Sunday, November 03, 2002

Lisa Dusseault tells an amusing story about an encounter with Canadian tourists in San Francisco who, on hearing that she is an expatriate Canadian living in the US, commiserate with her plight. I understand her nonplussed reaction; I must at least partially disagree, however, with her claim that "it's not so different" living in the US, as opposed to Canada.

In one sense, she's clearly correct: many of the horror stories that Canadians tell each other (and themselves) about America are built around serious misunderstandings of their southern neighbor. I can say this with some authority, since I labored under several such illusions myself while growing up in Canada, and was only thoroughly disabused of them when I moved to the US. For example, Canadians hear about the horrific American crime rate, and assume that life in America is a daily crap-shoot for survival. In fact, the means to insulate oneself from crime--peaceful, safe suburban neighborhoods and well-protected shopping areas, workplaces and recreational districts--are readily available (and affordablly accessible) to a very large fraction of Americans. Like Lisa, I have never been a crime victim in the US, and I certainly haven't had to spend a fortune to buy my safety, as Canadian myths would suggest.

Similarly, health care was once the canonical example of the contrast between terrifying American chaos and reassuring Canadian orderliness.
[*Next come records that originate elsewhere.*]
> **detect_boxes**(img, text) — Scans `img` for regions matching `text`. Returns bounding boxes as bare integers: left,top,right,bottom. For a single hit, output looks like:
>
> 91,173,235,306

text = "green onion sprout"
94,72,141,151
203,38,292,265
Again, though, most Americans have employer-provided healthcare that provides a level of protection comparable to the standard Canadian regime (indeed, arguably superior to it, given the tales I've heard lately about the collapsing Canadian health care system). And US politics, for all its faults, is much harder to criticize these days in light of the appalling way that Canadian officials have embarrassed themselves when commenting on American foreign policy.

And then there are the attractions of American life. For example, the US has a service ethic far superior to Canada's; being a customer of any kind in America is a real joy compared with Canada's more, uh, European approach to customer care. And, as Lisa points out, economic opportunity can also be considered a quality-of-life issue: a more enjoyable, interesting, challenging job represents a lifestyle improvement above and beyond any material standard-of-living increase it may provide.

And yet...there are real cultural differences that can make the adjustment to American life difficult for a born-and-bred Canadian, even after the misconceptions have been discounted. For example, I find American interpersonal culture to be marked by a peculiar level of unabashed self-centeredness and self-indulgence--a kind of naive thoughtlessness about the feelings and concerns of others when it interferes with one's own "pursuit of happiness". I'm not making a political statement here, or alluding to any grand philosophical principle; rather, I'm speaking of the very fabric of day-to-day American social interaction. I once had lunch in a restaurant in California with a group that included a German friend; when this friend needed to squeeze behind another diner's chair at the next table in order to leave the restaurant, the other diner, rather than shift his chair to allow my friend to leave, continued his conversation for several minutes, happily oblivious to the buttocks mere inches from the back of his head. Eventually my polite friend was forced to bring his problem explicitly to the gentleman's attention, at which point he was happy to assist by shifting his chair forward slightly. "Only in America", muttered my friend after we had left. I believe he's right; many other cultures tolerate behavior that North Americans might consider deliberately rude, but only in the US is it unsurprising that an otherwise non-hostile person would so egregiously fail, in all innocence, to take others' concerns into consideration at all. To someone raised on diffident Canadian politeness, the adjustment to this American-style solipsism can be difficult.

There are other differences, as well. America is a much more class-conscious society than Canada, in which people are keenly aware of markers of social status. (I can't imagine a Canadian, for instance, conspicuously dropping blatant, smug references to his or her alma mater, the way many ivy league-educated Americans seem to--sometimes literally within minutes of meeting me.) On the plus side, the level of diligence, industry and entrepreneurialism in the US far outstrips the Canadian norm. (The experience of shame at one's own laziness also requires some adjustment, as it turns out.)

None of these differences is in itself particularly taxing to deal with, of course; nor do they, taken together, justify receiving condolences from visiting fellow Canadians. But they do cause me to miss, on occasion, the country of my birth--and to experience a certain feeling of warm comfort on each return visit to the country I still think of, in a way, as home.